When you log on to the Privilege Cloud Portal, the Accounts View page is displayed. From this page, you can access information on all of your accounts. You can see:
- Account properties
- Compliance status
- When it was last verified
- Activity history
- Password versions
- Account groups
Managing your accounts includes editing your account details, deleting an account, and verifying, reconciling, or changing your password, as described in this section.
In addition, from this page you can also Add individual accounts manually, Connect to a target device and Retrieve account passwords.
Navigate the account page
To access a specific account, in the Accounts View page, double click the account.
The account page displays a high level summary of account activities and history at a glance.
To display more information about accounts, click Additional details & actions in classic interface.
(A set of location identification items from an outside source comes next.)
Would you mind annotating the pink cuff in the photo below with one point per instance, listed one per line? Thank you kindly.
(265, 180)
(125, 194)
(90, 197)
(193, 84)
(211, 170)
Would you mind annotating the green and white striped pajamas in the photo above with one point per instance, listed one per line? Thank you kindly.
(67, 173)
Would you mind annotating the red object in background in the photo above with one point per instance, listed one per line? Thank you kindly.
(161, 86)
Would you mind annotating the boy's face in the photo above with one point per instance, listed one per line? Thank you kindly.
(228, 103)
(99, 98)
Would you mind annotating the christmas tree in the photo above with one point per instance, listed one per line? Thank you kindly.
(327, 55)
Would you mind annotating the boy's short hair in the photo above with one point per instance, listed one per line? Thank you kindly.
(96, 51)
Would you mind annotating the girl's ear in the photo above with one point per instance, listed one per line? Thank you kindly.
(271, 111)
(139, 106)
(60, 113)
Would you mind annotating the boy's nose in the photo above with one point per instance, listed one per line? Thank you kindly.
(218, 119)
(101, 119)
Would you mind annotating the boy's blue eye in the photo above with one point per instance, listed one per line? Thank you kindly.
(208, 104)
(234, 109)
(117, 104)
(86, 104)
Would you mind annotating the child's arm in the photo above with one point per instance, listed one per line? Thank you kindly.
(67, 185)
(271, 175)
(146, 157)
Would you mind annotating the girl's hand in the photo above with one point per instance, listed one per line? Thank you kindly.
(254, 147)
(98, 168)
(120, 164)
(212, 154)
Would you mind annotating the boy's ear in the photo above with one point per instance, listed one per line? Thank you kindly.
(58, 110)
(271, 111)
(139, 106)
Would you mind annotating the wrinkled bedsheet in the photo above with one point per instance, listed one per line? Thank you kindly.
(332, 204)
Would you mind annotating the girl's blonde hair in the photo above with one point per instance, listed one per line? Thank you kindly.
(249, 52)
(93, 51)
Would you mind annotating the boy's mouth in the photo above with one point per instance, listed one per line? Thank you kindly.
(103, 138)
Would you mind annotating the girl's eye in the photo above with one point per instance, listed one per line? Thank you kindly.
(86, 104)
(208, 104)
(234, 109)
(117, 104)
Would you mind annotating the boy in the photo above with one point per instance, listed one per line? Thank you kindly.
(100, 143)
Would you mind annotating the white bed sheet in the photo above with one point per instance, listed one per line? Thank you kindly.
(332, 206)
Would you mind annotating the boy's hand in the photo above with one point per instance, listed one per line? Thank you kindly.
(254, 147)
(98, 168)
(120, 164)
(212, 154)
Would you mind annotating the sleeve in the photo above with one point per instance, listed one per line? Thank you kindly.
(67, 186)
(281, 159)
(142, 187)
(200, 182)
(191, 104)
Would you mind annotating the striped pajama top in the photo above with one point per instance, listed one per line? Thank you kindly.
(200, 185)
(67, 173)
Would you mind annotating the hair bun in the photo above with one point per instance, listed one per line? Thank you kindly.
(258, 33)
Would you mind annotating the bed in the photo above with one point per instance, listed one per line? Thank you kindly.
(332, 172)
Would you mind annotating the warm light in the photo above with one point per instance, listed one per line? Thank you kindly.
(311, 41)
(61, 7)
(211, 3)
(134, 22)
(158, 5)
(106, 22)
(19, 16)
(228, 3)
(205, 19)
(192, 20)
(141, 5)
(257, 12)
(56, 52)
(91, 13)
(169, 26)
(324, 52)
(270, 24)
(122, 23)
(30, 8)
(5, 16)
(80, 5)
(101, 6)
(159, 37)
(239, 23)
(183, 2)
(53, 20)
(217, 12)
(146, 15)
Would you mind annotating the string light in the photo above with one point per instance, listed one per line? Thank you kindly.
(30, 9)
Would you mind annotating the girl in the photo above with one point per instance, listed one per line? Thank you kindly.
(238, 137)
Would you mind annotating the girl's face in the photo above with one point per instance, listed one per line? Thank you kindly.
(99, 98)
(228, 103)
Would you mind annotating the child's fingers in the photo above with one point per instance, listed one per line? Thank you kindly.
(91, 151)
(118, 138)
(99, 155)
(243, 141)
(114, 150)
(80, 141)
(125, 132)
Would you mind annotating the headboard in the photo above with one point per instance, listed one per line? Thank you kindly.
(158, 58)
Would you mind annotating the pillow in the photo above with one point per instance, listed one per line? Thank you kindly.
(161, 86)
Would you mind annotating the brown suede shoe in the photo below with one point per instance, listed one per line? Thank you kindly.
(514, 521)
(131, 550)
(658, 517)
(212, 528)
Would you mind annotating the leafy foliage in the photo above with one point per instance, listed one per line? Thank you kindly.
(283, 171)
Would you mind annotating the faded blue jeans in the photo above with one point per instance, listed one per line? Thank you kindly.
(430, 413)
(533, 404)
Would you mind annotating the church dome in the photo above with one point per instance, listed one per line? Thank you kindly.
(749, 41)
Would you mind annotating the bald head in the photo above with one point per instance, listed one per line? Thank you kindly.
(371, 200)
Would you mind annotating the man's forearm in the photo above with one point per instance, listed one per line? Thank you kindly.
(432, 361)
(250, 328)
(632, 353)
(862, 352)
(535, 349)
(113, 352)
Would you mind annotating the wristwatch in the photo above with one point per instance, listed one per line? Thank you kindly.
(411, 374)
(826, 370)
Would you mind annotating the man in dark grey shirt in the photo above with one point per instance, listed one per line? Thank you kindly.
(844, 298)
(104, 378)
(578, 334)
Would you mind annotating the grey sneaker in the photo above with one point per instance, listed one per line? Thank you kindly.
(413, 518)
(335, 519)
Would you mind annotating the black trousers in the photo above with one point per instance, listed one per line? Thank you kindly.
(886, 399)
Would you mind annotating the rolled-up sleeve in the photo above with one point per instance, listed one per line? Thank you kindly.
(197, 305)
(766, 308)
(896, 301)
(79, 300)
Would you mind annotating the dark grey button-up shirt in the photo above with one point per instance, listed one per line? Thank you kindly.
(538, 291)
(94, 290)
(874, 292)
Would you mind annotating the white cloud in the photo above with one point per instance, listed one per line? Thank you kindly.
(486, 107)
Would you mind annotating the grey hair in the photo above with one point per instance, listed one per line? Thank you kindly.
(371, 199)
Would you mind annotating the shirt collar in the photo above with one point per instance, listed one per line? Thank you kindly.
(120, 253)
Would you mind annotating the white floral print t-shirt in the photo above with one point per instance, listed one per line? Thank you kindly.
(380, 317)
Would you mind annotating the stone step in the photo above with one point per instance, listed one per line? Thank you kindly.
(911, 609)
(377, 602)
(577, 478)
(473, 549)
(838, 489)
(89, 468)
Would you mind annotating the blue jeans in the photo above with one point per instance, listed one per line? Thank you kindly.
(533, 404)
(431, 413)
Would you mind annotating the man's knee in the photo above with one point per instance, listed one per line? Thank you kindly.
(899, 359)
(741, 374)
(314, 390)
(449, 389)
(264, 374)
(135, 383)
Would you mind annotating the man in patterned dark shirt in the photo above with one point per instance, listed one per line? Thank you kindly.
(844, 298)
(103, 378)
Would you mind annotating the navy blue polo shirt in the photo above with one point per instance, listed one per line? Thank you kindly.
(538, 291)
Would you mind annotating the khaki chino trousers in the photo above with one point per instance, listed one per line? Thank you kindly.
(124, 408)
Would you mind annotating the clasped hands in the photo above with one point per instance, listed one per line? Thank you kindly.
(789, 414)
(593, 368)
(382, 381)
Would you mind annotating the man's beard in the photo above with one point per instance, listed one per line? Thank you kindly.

The account page displays the following panes:
A high level summary of account compliance and activities.
|
Display |
Description |
|---|---|
|
Compliance status |
A visual representation that indicates whether the selected account is compliant with the Master Policy and the password policy. |
|
Last verified |
A visual representation that shows when the account was last verified. |
|
Activities |
The last 5 account activities. Click any activity to display more details in the Activities tab. |
|
Dependencies |
The total number of dependent accounts and their status of compliance. |
|
Last access |
Details about when this account was last accessed. |
|
Status |
A set of messages that indicate the CPM status of the account. |
A high level summary of account details.
|
Display |
Description |
|---|---|
|
Account properties |
All the specified account properties. |
|
A list of the accounts that are linked to this account, such as logon account, verification account, and reconcile account. You can link and unlink accounts in the Account Details tab. |
|
|
Account group |
The name and platform of the account group to which this account belongs. Click the account group name to display all the accounts that belong to the group. You can navigate to a different account in the group by clicking the link. |
To link an account:
-
Select the main account that you want to link to, and click the Details tab.
-
Under Linked Accounts, click the Ellipsis button for the type of account that you want to link to the main account - Reconcile, Logon, or other accounts defined in the Platform configuration - and then select Link.
-
Select the relevant account from the list, and click OK.
To unlink an account:
-
Select the relevant account, and click the Details tab.
-
Under Linked Accounts, click the Ellipsis button for the account that you want to unlink, and select Unlink.
-
Click OK to confirm that you want to unlink the account.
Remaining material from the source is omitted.